Graduating students often crave to learn skills they can use in practical settings, such as their future workplaces. Some of the skills they seek include leadership, communication, and creative thinking. They also want to learn how to collaborate, to own quality work, and to be able to make critical decisions. They want to have the skills and qualities that constitute their ideal selves and maximize their full potential.

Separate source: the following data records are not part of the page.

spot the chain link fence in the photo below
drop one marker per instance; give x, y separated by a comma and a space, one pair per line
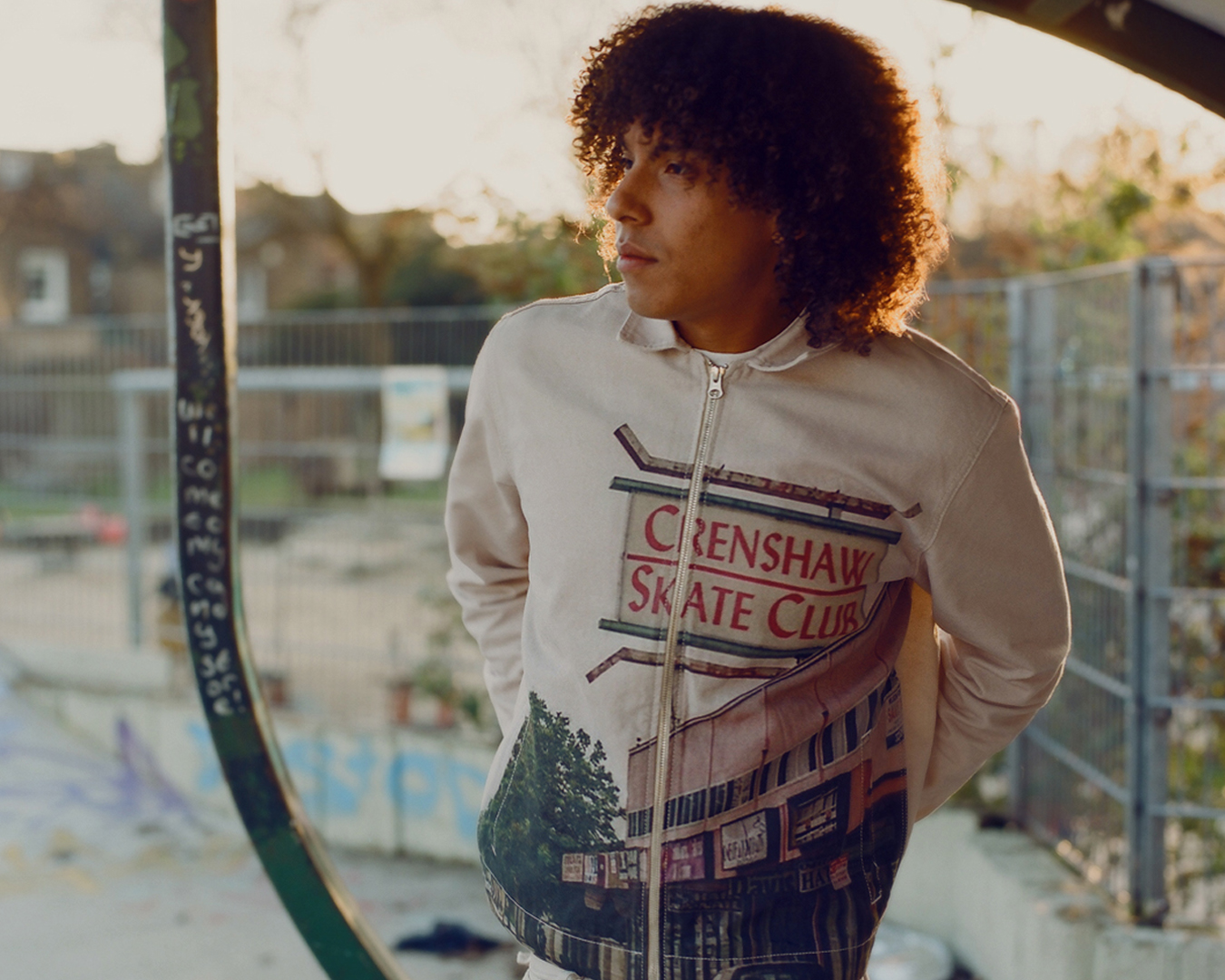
343, 571
1120, 373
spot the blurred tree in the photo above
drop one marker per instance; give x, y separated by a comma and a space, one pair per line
1136, 196
531, 259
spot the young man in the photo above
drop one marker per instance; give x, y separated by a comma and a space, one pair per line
761, 576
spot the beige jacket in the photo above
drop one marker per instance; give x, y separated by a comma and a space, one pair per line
858, 605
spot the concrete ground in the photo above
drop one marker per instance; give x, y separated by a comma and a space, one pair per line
107, 872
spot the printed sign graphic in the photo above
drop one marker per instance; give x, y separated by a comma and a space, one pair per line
416, 423
763, 578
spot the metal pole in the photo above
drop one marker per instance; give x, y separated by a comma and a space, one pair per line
1148, 569
132, 472
1018, 387
200, 272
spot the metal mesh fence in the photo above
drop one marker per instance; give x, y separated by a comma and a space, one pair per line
346, 603
1120, 373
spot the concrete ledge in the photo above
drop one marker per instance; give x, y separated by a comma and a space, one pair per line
1011, 910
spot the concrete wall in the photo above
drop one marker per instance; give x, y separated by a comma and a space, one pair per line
1011, 910
1008, 908
392, 790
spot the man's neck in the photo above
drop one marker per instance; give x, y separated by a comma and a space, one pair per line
734, 336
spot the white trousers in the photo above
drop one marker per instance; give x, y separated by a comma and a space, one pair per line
542, 969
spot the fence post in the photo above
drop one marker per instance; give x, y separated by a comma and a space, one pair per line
1019, 371
132, 469
1148, 567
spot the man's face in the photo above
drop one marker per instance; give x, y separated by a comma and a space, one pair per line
688, 254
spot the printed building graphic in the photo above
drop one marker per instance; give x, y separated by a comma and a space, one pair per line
786, 810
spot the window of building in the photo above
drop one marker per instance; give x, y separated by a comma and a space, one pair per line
44, 277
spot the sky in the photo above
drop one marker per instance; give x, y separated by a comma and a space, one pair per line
408, 103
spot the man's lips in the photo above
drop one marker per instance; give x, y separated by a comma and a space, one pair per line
630, 259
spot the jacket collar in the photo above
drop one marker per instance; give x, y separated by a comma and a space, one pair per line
781, 352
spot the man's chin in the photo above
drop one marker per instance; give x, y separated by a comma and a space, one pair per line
651, 308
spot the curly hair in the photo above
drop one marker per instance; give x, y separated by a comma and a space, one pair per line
806, 120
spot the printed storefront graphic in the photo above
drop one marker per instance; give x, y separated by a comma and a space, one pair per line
780, 848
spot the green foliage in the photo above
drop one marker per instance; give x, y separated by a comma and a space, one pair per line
531, 260
556, 798
1136, 195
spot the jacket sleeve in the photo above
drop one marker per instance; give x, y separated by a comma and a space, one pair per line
1000, 602
487, 536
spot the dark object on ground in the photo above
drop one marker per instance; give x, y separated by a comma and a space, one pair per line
994, 821
448, 940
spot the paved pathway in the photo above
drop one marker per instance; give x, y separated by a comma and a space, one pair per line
107, 872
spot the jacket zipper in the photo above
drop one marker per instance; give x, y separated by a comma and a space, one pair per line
668, 682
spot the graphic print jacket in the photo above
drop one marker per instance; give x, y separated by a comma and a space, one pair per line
741, 627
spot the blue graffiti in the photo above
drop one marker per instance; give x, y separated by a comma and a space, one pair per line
209, 777
413, 783
326, 791
336, 783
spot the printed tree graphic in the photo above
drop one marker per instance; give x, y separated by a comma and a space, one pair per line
556, 798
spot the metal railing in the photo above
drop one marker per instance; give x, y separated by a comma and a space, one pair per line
345, 570
1120, 373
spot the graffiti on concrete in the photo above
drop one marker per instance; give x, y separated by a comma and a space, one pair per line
340, 777
54, 786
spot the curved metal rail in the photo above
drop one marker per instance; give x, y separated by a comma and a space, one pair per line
201, 276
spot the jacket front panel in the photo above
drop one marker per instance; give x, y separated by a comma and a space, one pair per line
784, 808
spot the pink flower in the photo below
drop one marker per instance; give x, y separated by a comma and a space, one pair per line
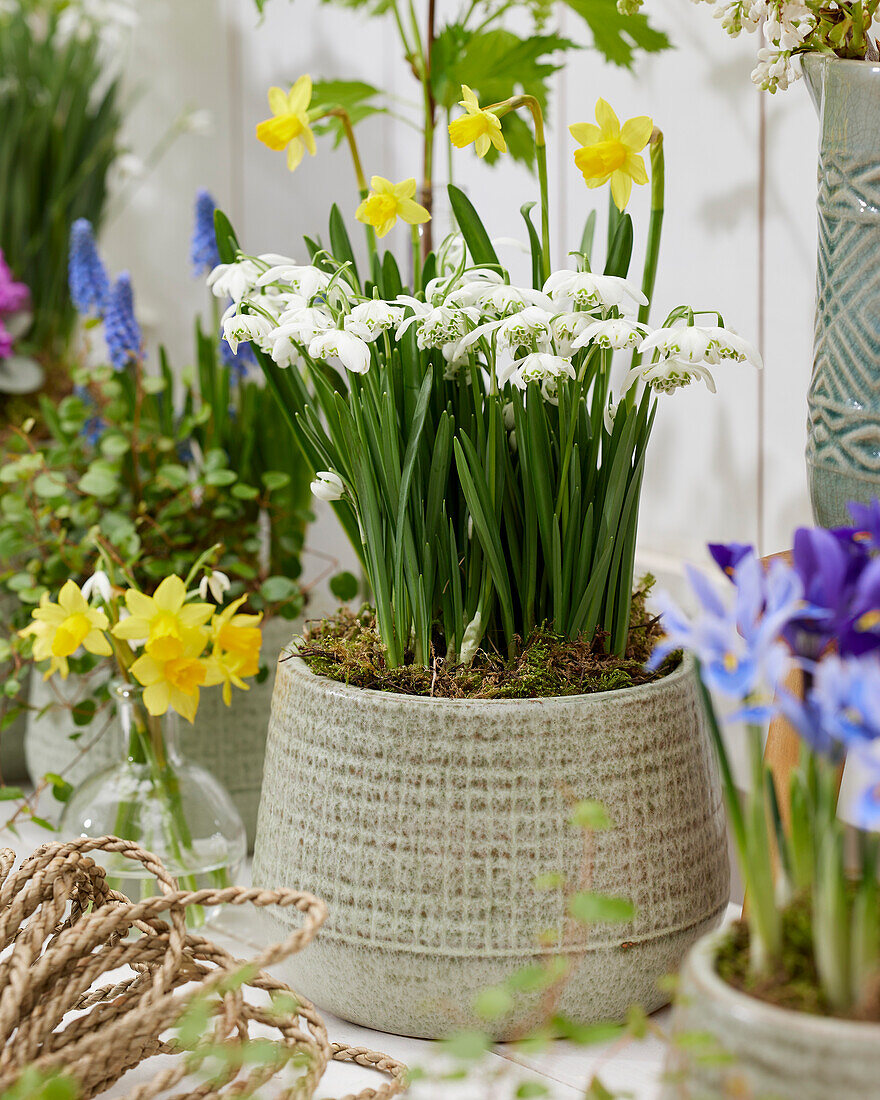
13, 296
6, 341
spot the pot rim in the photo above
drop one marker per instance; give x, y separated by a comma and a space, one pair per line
701, 965
684, 671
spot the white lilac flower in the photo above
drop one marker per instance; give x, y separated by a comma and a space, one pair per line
539, 366
240, 328
352, 352
776, 70
371, 319
216, 583
616, 333
594, 292
98, 585
328, 485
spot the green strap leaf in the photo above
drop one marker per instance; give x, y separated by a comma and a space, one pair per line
472, 228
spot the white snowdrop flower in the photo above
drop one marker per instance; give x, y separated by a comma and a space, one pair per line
305, 279
725, 344
352, 352
234, 281
531, 323
240, 328
328, 485
614, 332
565, 328
98, 586
439, 326
594, 292
539, 366
371, 319
670, 374
498, 301
216, 583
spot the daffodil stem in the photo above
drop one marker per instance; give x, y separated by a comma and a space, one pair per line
416, 260
540, 155
655, 230
359, 173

There are four pillars to help develop these necessary skills and dispositions. These pillars, when applied, produce powerful results. They are:

  1. Collaborative Learning Community
  2. Standards-Based Learning
  3. Experiential Learning
  4. Problem-Based Learning

You can facilitate these learning forms in a classroom environment through several techniques:

  • Framing: Creating a hypothetical situation that immerses students. It helps them see themselves in a way that cultivates those necessary skills and dispositions. They can then come back and evaluate through discussions.
  • Embedding: Insert another language, requirement, or problem within their current one. This helps develop specific skills like organization and problem-solving. Usually, you embed something that helps stimulate the idea that there are different answers to a single problem.

The best thing about these activities is that they help students hone many skills, not just the ones we target. The goal is to help the students realize that they can act independently.

As teachers, we create bridges to help students cross. Once we help them cross those bridges, we collapse the bridge and encourage them to build their own.

Experiential Learning

Experience is one of the most impactful teachers anyone can have, but it requires everyone’s collaboration. We can create an environment of experiential learning by placing everything within context. 

The teacher designs and coaches the student during problem-solving, providing feedback. In the meantime, the student uses and applies what they learned. They engage, exhibit the skills, and see how they would perform in that situation. With the teacher’s guidance, they can see areas of improvement. They will discover their potential without any serious consequences if they fail.

There are many teaching tips to make experiential learning great. One of the best is to use a TP3 Epson Teach Pendant, a valuable tool to help frame an activity. It helps students organize and evaluate their capabilities and allows them a moment of introspection where they can have many realizations.

Developing Critical Skills in a Classroom

As teachers, we support the learning process by doing in-depth teacher prep, designing engaging lesson plans, and coaching students through each step. We give them assessments and establish a culture of critical skill learning. We help them connect the dots so that each new lesson builds upon the previous lessons.

For students, they should work as a team to emulate their real-world activities. They have to solve meaningful problems and take ownership of their learning. They must also have time to reflect and publicly exhibit what they’ve learned. In doing so, you help prepare them for their lives outside the classroom.